More and more homeowners are considering having their crawl spaces "encapsulated" (or completely sealed in). Why? Encapsulating crawl spaces helps keep water vapor out and helps regulate temperatures. However, before you have your crawl space encapsulated— make sure you do your research. The materials that allow encapsulation to work have only been developed recently. Far too many contractors and homeowners start installation before doing all the prep work required. This just creates bigger headaches down the road.

There is just one main reason encapsulation is needed: the water cycle. Homes built on soil have moisture underneath them. This moisture is constantly being drawn up into the atmosphere as water vapor. The trouble is, your house is right in its way. Water vapor comes up from the ground, even passing through concrete. This vapor can become trapped in your crawl space. There, the moisture encourages mold and rots the wooden bones of your home. For the better part of a century, the best way to combat this problem was to install vents at the edges of crawlspaces. Those vents were an escape route for the water vapor, letting it get outside. Yet for years, those vents were an example of cutting edge technology.

Today, modern materials are far better at keeping moisture in the ground and out of your home. Many homeowners are opting for the opposite of inefficient vents. Instead, they're opting to completely encapsulate their crawl space.
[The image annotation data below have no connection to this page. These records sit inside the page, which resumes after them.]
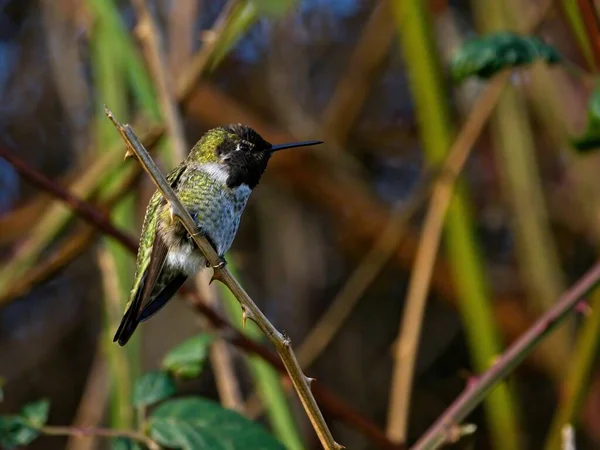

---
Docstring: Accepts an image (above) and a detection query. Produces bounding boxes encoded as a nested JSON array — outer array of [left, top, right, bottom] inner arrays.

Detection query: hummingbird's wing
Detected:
[[113, 164, 186, 346]]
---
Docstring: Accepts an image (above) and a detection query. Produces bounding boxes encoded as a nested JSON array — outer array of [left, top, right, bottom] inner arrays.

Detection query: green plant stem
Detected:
[[473, 0, 571, 381], [392, 0, 519, 450], [412, 262, 600, 450], [546, 289, 600, 450], [220, 263, 305, 450], [89, 0, 140, 428]]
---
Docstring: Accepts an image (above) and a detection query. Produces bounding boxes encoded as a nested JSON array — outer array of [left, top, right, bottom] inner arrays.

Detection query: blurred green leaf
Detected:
[[450, 32, 561, 81], [0, 416, 40, 450], [572, 88, 600, 153], [162, 334, 213, 378], [250, 0, 298, 17], [21, 399, 50, 428], [112, 437, 144, 450], [149, 397, 285, 450], [0, 400, 50, 450], [133, 371, 176, 406]]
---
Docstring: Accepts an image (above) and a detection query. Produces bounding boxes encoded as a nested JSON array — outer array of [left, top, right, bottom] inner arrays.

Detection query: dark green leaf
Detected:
[[133, 372, 176, 406], [112, 437, 145, 450], [573, 88, 600, 153], [250, 0, 297, 17], [149, 397, 285, 450], [162, 334, 213, 378], [450, 32, 561, 81]]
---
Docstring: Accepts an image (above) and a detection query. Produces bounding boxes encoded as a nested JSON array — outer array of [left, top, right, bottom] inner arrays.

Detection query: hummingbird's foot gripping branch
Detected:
[[105, 107, 344, 450], [212, 256, 227, 270]]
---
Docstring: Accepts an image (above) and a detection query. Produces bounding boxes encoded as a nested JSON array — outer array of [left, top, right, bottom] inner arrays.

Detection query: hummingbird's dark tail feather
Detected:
[[113, 301, 140, 347], [138, 273, 187, 322], [113, 274, 187, 347]]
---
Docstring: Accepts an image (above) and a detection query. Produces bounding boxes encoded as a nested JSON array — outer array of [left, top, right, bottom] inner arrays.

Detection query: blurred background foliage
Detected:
[[0, 0, 600, 450]]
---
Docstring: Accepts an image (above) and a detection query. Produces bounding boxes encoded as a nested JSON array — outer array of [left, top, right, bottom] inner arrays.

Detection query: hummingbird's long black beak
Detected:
[[271, 141, 323, 153]]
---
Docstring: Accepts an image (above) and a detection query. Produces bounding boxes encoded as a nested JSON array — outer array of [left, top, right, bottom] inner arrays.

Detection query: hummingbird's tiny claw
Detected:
[[213, 256, 227, 270]]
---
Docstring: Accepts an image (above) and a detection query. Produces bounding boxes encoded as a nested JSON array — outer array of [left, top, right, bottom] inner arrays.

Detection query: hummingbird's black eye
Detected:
[[237, 141, 252, 153]]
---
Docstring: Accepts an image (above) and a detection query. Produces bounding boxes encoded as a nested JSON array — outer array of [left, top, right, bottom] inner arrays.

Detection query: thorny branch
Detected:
[[105, 108, 344, 450]]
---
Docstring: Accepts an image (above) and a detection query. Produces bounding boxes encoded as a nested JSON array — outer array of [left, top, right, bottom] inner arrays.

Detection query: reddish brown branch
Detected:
[[0, 148, 138, 252], [0, 148, 405, 450], [413, 262, 600, 450]]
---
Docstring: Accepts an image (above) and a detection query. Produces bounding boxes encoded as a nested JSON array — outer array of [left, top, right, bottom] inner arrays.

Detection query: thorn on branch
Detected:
[[575, 300, 592, 317], [446, 423, 477, 444]]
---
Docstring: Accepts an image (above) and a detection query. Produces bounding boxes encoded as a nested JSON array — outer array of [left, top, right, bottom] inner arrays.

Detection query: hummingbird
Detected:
[[113, 124, 322, 346]]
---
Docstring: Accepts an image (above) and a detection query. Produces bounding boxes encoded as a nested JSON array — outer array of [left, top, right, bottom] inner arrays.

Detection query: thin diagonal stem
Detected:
[[106, 108, 344, 450]]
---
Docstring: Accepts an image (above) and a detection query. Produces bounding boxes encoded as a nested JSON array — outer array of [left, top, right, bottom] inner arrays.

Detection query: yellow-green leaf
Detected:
[[572, 88, 600, 153], [148, 397, 285, 450], [162, 334, 213, 378], [133, 372, 176, 406]]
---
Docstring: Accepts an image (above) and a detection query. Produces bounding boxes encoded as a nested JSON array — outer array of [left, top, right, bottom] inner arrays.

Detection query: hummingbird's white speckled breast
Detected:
[[160, 165, 252, 276]]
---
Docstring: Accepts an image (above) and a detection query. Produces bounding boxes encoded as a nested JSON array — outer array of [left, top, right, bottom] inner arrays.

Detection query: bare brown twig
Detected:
[[106, 109, 344, 450]]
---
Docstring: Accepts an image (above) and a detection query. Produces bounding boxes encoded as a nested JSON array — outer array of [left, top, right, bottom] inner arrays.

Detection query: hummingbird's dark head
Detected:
[[215, 124, 321, 189]]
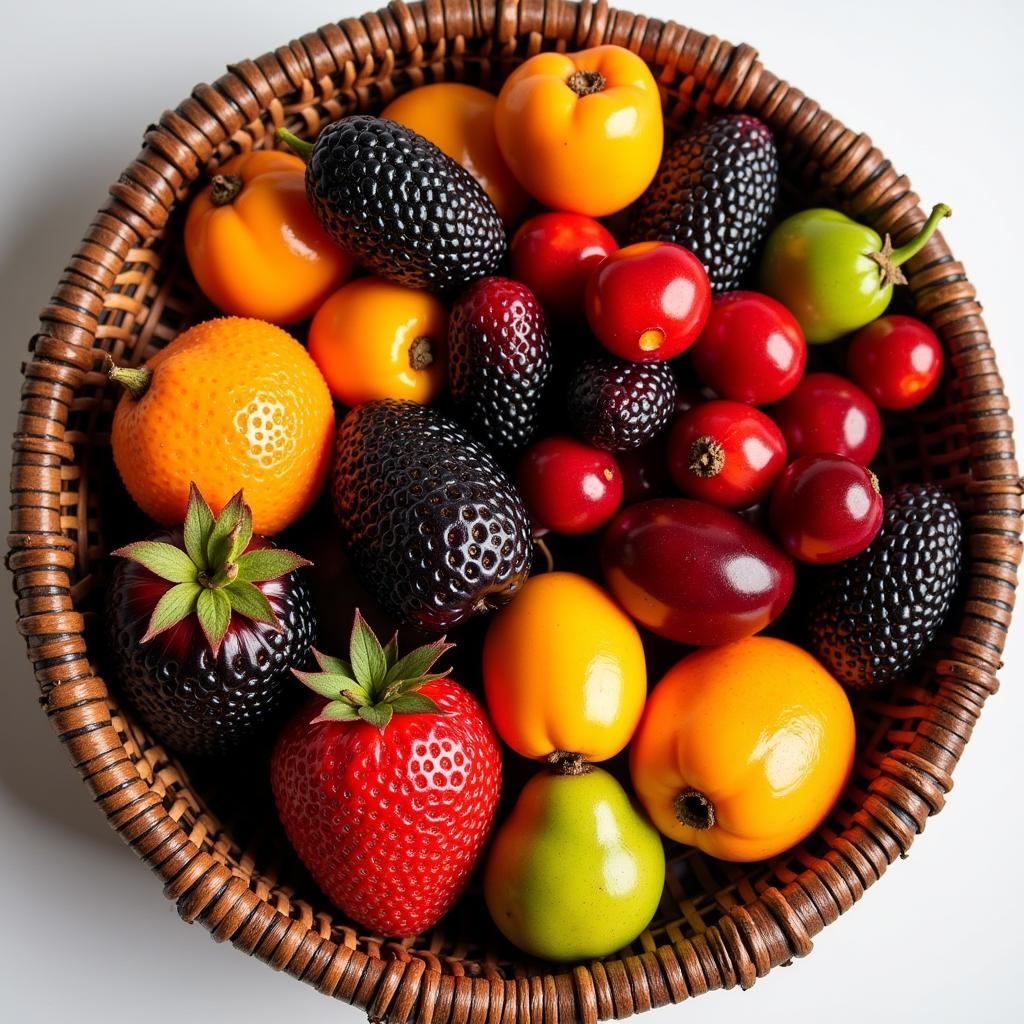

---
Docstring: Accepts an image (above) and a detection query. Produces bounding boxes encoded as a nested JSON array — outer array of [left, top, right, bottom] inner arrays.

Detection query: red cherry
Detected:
[[769, 455, 883, 565], [509, 213, 618, 319], [691, 292, 807, 406], [669, 400, 785, 509], [771, 374, 882, 466], [847, 313, 942, 410], [518, 436, 623, 534], [587, 242, 711, 362]]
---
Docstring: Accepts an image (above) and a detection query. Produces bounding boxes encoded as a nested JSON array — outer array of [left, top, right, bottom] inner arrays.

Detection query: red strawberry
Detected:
[[449, 278, 551, 455], [270, 611, 501, 936]]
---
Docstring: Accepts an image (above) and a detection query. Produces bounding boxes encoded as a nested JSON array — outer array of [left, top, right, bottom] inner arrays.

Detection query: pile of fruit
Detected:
[[99, 46, 963, 961]]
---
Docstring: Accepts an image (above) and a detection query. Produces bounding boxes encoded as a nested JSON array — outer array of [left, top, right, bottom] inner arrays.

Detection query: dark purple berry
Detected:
[[568, 356, 676, 452], [631, 114, 778, 293], [449, 278, 551, 455], [332, 399, 532, 633]]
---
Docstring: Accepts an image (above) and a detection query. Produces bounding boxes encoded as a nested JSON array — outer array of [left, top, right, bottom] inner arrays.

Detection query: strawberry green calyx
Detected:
[[111, 483, 310, 656], [292, 608, 455, 732]]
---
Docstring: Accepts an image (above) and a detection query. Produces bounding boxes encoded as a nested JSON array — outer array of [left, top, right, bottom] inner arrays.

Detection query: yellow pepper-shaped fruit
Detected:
[[630, 637, 855, 861], [495, 46, 665, 217], [483, 572, 647, 762]]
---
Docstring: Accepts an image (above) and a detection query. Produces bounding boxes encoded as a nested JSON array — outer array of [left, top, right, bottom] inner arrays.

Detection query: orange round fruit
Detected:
[[483, 572, 647, 761], [110, 316, 334, 536], [184, 150, 355, 324], [630, 637, 855, 861], [495, 45, 665, 217], [309, 278, 447, 407], [381, 82, 528, 224]]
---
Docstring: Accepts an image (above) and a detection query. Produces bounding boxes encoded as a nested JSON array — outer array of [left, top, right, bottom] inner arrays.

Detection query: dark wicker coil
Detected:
[[8, 0, 1021, 1024]]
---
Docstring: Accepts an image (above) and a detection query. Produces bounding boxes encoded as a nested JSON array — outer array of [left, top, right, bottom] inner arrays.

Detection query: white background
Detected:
[[0, 0, 1024, 1024]]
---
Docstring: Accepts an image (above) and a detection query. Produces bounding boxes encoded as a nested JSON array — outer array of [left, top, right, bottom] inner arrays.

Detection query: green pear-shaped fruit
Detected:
[[483, 765, 665, 961]]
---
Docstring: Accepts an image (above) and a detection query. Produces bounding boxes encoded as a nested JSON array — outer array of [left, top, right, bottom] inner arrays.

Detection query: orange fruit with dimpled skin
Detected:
[[630, 637, 855, 861], [111, 316, 334, 536]]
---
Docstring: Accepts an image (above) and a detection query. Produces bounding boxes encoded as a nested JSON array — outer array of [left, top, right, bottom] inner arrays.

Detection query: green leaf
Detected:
[[391, 693, 444, 715], [224, 580, 284, 633], [311, 647, 355, 680], [196, 588, 231, 654], [292, 669, 366, 702], [206, 490, 252, 572], [184, 483, 213, 569], [111, 541, 198, 583], [238, 548, 312, 583], [142, 583, 203, 643], [348, 608, 387, 690], [384, 637, 455, 683], [384, 630, 398, 669], [359, 703, 393, 732], [309, 700, 359, 725]]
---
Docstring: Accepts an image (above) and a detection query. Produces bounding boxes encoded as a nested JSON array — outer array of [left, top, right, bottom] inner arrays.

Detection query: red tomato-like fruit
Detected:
[[690, 292, 807, 406], [509, 213, 618, 319], [518, 436, 623, 536], [771, 374, 882, 466], [770, 455, 883, 565], [847, 313, 943, 411], [601, 498, 794, 645], [270, 616, 502, 935], [587, 242, 711, 362], [669, 400, 785, 509]]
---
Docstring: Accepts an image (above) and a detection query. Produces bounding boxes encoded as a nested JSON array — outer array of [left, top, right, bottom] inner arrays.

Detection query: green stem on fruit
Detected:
[[106, 355, 153, 401], [675, 790, 715, 831], [565, 71, 607, 96], [409, 334, 434, 370], [210, 174, 243, 206], [687, 436, 725, 480], [275, 128, 313, 163], [889, 203, 952, 266], [547, 751, 594, 775], [196, 562, 239, 590]]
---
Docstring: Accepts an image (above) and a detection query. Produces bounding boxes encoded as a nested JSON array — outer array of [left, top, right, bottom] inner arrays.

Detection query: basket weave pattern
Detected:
[[8, 0, 1021, 1024]]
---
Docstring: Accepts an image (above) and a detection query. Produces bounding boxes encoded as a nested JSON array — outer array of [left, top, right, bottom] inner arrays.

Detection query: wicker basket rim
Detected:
[[7, 0, 1022, 1024]]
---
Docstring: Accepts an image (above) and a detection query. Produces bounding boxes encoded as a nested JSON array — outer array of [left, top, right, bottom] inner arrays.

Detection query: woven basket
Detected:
[[8, 0, 1021, 1024]]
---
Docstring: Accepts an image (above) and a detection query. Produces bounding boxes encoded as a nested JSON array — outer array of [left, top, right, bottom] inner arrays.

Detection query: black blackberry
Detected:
[[568, 356, 676, 452], [449, 278, 551, 455], [106, 530, 316, 756], [808, 484, 964, 690], [296, 114, 505, 291], [332, 399, 532, 633], [632, 114, 778, 292]]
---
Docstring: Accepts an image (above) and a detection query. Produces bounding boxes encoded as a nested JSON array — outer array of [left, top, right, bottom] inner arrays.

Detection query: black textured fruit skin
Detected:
[[332, 399, 532, 633], [306, 115, 506, 291], [631, 114, 778, 293], [106, 531, 316, 757], [808, 484, 964, 690], [568, 356, 677, 452], [449, 278, 552, 455]]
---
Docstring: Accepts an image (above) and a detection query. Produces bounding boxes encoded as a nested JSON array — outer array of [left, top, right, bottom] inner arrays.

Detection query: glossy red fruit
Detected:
[[669, 399, 785, 509], [270, 614, 501, 936], [770, 374, 882, 466], [509, 213, 618, 319], [770, 455, 883, 565], [587, 242, 711, 362], [601, 498, 794, 645], [847, 313, 943, 411], [690, 292, 807, 406], [516, 436, 623, 536]]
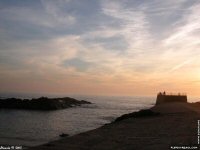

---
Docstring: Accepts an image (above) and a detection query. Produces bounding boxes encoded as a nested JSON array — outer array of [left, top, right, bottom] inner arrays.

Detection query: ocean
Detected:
[[0, 95, 198, 147]]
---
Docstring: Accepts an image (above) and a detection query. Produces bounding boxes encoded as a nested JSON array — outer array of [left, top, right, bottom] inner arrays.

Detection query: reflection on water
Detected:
[[0, 96, 158, 146]]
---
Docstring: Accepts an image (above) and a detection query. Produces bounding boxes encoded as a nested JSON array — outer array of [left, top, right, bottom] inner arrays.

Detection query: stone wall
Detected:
[[156, 94, 187, 105]]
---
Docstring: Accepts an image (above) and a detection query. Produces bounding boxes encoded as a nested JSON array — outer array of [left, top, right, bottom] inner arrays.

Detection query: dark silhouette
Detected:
[[0, 97, 91, 110], [59, 133, 69, 137]]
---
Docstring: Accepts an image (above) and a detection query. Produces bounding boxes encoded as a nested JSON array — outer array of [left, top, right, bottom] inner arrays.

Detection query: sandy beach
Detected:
[[27, 103, 200, 150]]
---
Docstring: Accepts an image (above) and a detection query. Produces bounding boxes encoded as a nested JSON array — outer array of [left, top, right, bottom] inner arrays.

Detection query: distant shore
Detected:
[[0, 97, 91, 110], [30, 102, 200, 150]]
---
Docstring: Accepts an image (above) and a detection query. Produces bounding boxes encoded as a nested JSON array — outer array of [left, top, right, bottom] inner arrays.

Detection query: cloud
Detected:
[[0, 0, 200, 93]]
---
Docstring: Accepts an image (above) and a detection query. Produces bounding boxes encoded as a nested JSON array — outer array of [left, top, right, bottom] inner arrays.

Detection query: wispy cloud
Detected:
[[0, 0, 200, 94]]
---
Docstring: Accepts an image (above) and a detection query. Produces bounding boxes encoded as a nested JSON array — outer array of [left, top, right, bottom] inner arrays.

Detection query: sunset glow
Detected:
[[0, 0, 200, 96]]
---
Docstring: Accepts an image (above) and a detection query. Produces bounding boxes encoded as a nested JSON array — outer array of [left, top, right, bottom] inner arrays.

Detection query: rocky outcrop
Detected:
[[156, 93, 187, 105], [0, 97, 91, 110]]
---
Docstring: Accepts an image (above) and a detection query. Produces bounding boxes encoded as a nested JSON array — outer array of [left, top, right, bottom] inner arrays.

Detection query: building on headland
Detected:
[[156, 91, 187, 105]]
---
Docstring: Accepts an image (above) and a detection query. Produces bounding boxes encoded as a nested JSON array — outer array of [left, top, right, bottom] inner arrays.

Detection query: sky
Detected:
[[0, 0, 200, 96]]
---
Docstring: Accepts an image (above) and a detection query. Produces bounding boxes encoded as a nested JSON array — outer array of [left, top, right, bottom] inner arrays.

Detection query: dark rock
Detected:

The best approach for encapsulation is largely determined by where you live. As you begin to do more research, be sure to reach out to trained pest control pros. There you'll find guidance in selecting the proper materials and strategies to make sure that your crawl space stays dry without creating further problems in the house.

Give special consideration to selecting materials. For example, many homeowners assume they'll use fiberglass insulation (which is almost always a mistake). Fiberglass insulates because of its many tiny air pockets. However, those same pockets cause fiberglass to act like a sponge when it gets wet. In addition, rodents love fiberglass because it's easy to knead into a proper nest shape. A prime alternative is closed-cell spray foam because it's less absorptive and won't attract pests. If spray foam goes on before all moisture issues are eliminated, then water will be trapped behind the foam. This can turn into a structural nightmare. This can become a haven for pests such as termites, carpenter ants, and other critters attracted to easy-to-chew, moist wood.

Successful encapsulation generally requires a few additional steps to be completed before the actual encapsulation begins. First and foremost, any moisture infiltration issues must be addressed. Otherwise, you're simply trapping moisture inside the crawl space, turning it into a swamp. Next, any debris or rotting materials must be removed. Any structural repair or reinforcement should be done. Then, finally, you can insulate and seal the crawl space. Note that you may not need to do all or even any of these preliminary steps. If you have a dry, clean, and stable crawl space, then it's ready to roll right into encapsulation. It's important to be sure that's the case, though, because anything short of 100% is flirting with disaster.